JasonWhat is the Taylor series for ln(x+2) about x = 0?

[zzmanzz]

Homework Statement

Using power series, expand ln(x + 2) about a = 0 (Taylor series)

Homework Equations

The Attempt at a Solution

Is this appropriate?

ln(x+2) = ln((x+1)+1)

x' = x+1

ln(x'+1) = \sum_{n=0}^{\inf} \frac{(-1)^n}{n+1}(x')^{n+1}

or

ln(x+2) = ln(\frac{x}{2}+1)

x' = \frac{1}{2}x

ln(x'+1) = \sum_{n=0}^{\inf} \frac{(-1)^n}{n+1}(x')^{n+1}

 

[vanhees71]

Well, you rather have
\ln(2+x)=\ln[2(1+x/2)].
You can, however still use your trick with this correction made!

 

[zzmanzz]

So would your formula then be:

ln2 + ln(1+(x/2)) = ln2 + \sum_{n=0}^{\inf} \frac{(-1)^n}{n+1}(x/2)^{n+1}

or

ln(2(x/2+1)) = 2*\sum_{n=0}^{\inf} \frac{(-1)^n}{n+1}(x/2)^{n+1}

 

[vanhees71]

This you should be able to answer yourself by giving the reasoning behind each of the two claims you made. Of course only one of them can be right!

 

[zzmanzz]

I believe that the first one is right because

ln(AB) = lnA + lnB

A = 2, B = (1+x/2)

 

[Chestermiller]

I think you want to do the expansion around x = -1, so that a = 0.

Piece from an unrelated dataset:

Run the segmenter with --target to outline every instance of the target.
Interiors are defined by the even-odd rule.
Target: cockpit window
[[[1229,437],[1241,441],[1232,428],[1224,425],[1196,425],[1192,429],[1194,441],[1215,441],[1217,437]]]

So, the first few terms are: ln(x+2) = 0 + (x-1)f'(-1)+...=(x-1)+...

 

[vanhees71]

It was asked to do the expansion around 0, and of course the first equation is correct, i.e.,
\ln(x+2)=\ln 2 + \ln(1+(x/2)) = \ln 2 + \sum_{n=0}^{\infty} \frac{(-1)^n}{n+1}(x/2)^{n+1}.
Finally you should think about the domain, where the series is convergent!

 

[Ray Vickson]

Homework Statement

Using power series, expand ln(x + 2) about a = 0 (Taylor series)

Homework Equations

The Attempt at a Solution

Is this appropriate?

ln(x+2) = ln((x+1)+1)

x' = x+1

ln(x'+1) = \sum_{n=0}^{\inf} \frac{(-1)^n}{n+1}(x')^{n+1}

or

ln(x+2) = ln(\frac{x}{2}+1)

x' = \frac{1}{2}x

ln(x'+1) = \sum_{n=0}^{\inf} \frac{(-1)^n}{n+1}(x')^{n+1}

Why not just use the Maclaurin series formula
f(x) = f(0) + f'(0)\,x + f''(0)\, \frac{x^2}{2!} + \cdots \:\:?
It is really very simple to use in this case.

 

[zzmanzz]

Yes, that's what I had in mind. For the x terms in your expansion. Can I do:
f(x) = f(0) + f'(0)(\frac{x}{2}) + f''(0)\frac{1}{2!}(\frac{x}{2})^2 + ...

 

[Ray Vickson]

Yes, that's what I had in mind. For the x terms in your expansion. Can I do:
f(x) = f(0) + f'(0)(\frac{x}{2}) + f''(0)\frac{1}{2!}(\frac{x}{2})^2 + ...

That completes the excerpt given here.